Christmas in the Caribbean
Swap your scarves for sunnies and the snow for sand with a Christmas cruise holiday to the Caribbean. With the best time to visit being from December to April, Christmas is the ultimate season for some Caribbean flavoured fun in the sun. Sway to the infectious reggae beat, trade your mulled wine for a rum cocktail (with a kick) and work on your tan. January blues? It doesn’t exist in this part of the world.
Caribbean Christmas Tradition: Junkanoo festival every boxing day in the Bahamas is a high energy street parade with creative masks, costumes, and infectious music.
Christmas in Norway
If you long for a white, snowy Christmas, glowing open fires, and plenty of Christmas cookies, Norway could be the festive destination of your dreams. From the end of November, you can expect to see Christmas decorations, fairy-lit trees and Christmas markets as the locals prepare for the joyous season ahead. Trade fireworks for the natural northern light phenomena known as Aurora Borealis.
Norwegian Christmas Tradition: Try some Risengrynsgrøt, hot rice pudding with cinnamon and butter.
Christmas in the Mediterranean
Get your fill of culture on a Christmas cruise to the Mediterranean. Traverse captivating cities and unique Christmas markets. Pick up one of a kind presents for your loved ones back home and try fresh seafood, flavourful Mediterranean meat or succulent vegetable dishes for your Christmas dinner. Religious references take centre stage during a Mediterranean Christmas and ancient buildings make for a fascinating and historical backdrop.
Mediterranean Christmas Fact: In Greece, St. Nicolas is the patron saint of sailors, saving seamen from the ferocious sea.
Christmas in North America
Christmas in America is largely a grand occasion involving family, home cooking, decorations, sing-a-longs, Santa Claus, and lots of festive decorations. Today the U.S.A is home to a real mixed bag of cultures and Christmas traditions can differ largely from one state to the next.

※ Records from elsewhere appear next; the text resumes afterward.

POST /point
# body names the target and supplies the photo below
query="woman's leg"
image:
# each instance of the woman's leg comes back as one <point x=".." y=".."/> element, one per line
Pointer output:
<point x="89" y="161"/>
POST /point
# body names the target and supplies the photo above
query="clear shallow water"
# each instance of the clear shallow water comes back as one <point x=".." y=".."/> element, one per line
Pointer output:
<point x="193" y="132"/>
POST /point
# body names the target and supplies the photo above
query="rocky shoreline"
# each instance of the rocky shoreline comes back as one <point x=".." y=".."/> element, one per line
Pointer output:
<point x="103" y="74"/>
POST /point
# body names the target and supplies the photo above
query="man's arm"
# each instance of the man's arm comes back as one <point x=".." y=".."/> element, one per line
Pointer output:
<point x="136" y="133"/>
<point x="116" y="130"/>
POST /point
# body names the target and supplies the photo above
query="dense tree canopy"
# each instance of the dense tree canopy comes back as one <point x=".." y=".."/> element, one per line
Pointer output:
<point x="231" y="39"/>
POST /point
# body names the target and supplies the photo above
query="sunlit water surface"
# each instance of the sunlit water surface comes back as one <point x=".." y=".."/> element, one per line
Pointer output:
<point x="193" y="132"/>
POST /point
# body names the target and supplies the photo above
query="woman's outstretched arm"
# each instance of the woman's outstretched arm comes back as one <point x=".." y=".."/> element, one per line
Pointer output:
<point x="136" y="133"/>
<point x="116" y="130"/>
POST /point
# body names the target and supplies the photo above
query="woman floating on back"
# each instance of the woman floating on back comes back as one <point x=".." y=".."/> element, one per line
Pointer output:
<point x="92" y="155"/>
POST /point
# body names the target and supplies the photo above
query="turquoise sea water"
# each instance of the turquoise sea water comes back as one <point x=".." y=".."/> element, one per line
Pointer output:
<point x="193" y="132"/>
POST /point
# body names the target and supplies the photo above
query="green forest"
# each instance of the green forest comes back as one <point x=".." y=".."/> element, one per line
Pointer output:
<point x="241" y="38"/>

In the south the Texan Longhorn takes Rudolph’s role pulling Santa’s sleigh, whilst in California Santa Claus is a surfer. If you are in New York City at this time of year, swing by the Rockefeller Centre to admire the iconic Christmas tree, recognised worldwide as a symbol of an American Christmas.
American Christmas Tradition: Eggnog is a popular and indulgent drink enjoyed here during the festive season. The ingredients include eggs, sugar, milk, cream, rum and nutmeg.

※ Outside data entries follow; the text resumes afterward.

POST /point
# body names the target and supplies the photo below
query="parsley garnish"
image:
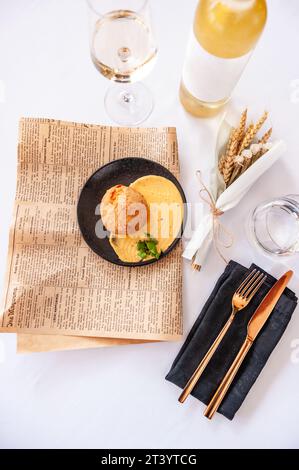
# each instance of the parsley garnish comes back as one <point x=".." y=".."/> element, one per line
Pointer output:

Spend Christmas in New York City
Christmas at Sea
A cheerful Christmas atmosphere can be felt from around the 10th of December at sea, with many cruise lines decking the halls and public spaces of their ships with Christmas lights and decorations. Entertainment takes on a festive theme with Christmas cookery classes, craft lessons and live productions. Father Christmas may also make an appearance and has been known to take to all sorts of stunts to make it onboard.

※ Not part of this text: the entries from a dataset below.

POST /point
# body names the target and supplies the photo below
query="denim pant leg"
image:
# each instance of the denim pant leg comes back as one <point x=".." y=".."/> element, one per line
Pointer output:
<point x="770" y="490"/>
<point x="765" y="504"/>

Meats and cheeses galore can be expected for a hearty Christmas dinner with plenty of wine and champagne to wash it down. Sweet treats are in abundance, from Christmas puddings to trifles, gingerbread houses, yule log and much more. Christmas at sea is a bubble of good times and a holiday you will treasure for years to come.
Christmas at Sea Fact: Princess Cruises have been known to have snowmaking machines onboard bringing the magic of a white Christmas to their ships.